There are many use cases which do not require user interactions to be under the control of the TEE - for example if signing and/or encrypting data which was generated in the REE (e.g. Android, Windows, Linux).

GlobalPlatform compliant TEE implementations can implement APIs supporting secured control of display, touchscreen input and biometric authentication if these use cases are required. The GP APIs essentially guarantee that only one TA controls the relevant peripherals using a transaction, and provides mechanisms to indicate this to the user. There are commercial deployments of all of these APIs.

It is probable that components such as secured input and/or display contain significant components in all of the TEE kernel, SBM and REE (due to the need to orchestrate ownership of peripherals).

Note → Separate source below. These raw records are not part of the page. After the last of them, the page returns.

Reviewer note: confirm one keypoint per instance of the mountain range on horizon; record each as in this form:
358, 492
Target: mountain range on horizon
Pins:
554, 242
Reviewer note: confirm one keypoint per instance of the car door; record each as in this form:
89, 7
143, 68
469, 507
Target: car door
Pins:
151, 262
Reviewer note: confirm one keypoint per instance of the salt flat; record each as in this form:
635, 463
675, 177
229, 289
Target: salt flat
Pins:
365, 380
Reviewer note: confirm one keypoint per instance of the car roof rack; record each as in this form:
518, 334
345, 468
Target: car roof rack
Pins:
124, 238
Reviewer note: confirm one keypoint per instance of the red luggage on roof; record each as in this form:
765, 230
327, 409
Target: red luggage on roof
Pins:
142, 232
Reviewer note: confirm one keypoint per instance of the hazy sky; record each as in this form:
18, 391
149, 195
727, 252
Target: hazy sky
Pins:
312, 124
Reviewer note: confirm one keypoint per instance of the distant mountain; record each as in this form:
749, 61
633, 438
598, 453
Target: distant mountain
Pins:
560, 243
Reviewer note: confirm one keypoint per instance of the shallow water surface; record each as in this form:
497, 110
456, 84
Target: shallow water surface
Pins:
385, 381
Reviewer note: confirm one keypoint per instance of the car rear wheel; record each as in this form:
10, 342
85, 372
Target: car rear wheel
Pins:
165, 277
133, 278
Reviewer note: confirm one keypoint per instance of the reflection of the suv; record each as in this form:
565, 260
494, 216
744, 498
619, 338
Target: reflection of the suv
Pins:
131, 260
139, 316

Since OTrP explicitly manages only TAs, it is not obvious to me that a large class of potential security bugs can be fixed using OTrP alone. A good example is at https://www.blackhat.com/docs/us-15/materials/us-15-Zhang-Fingerprints-On-Mobile-Devices-Abusing-And-Leaking.pdf. This type of exploit can probably only be fixed with a complete system update. I am uncomfortable with any use case implying that OTrP can be used to patch system level vulnerabilities such as keyboard and display.

3.2.  Use Case 2 - IoT

The only example here given is smart door locks.
I think that this is really confused.   The most important thing the TEE can
do is to provide original bootstrap process, and then yes, storage and update
of session keys.   After putting all that in the TEE, what's actually left?

I believe the intention here is to indicate that the session keys are stored and owned in a TA rather than in the TEE itself. This might allow e.g. a hotel chain to use multiple vendors of door-locks and manage them from a single system (TSM) of its own.

====

Based upon what I have read so far, I can't see a role for the IETF, but I
continue to read with an open mind.

Best regards
Jeremy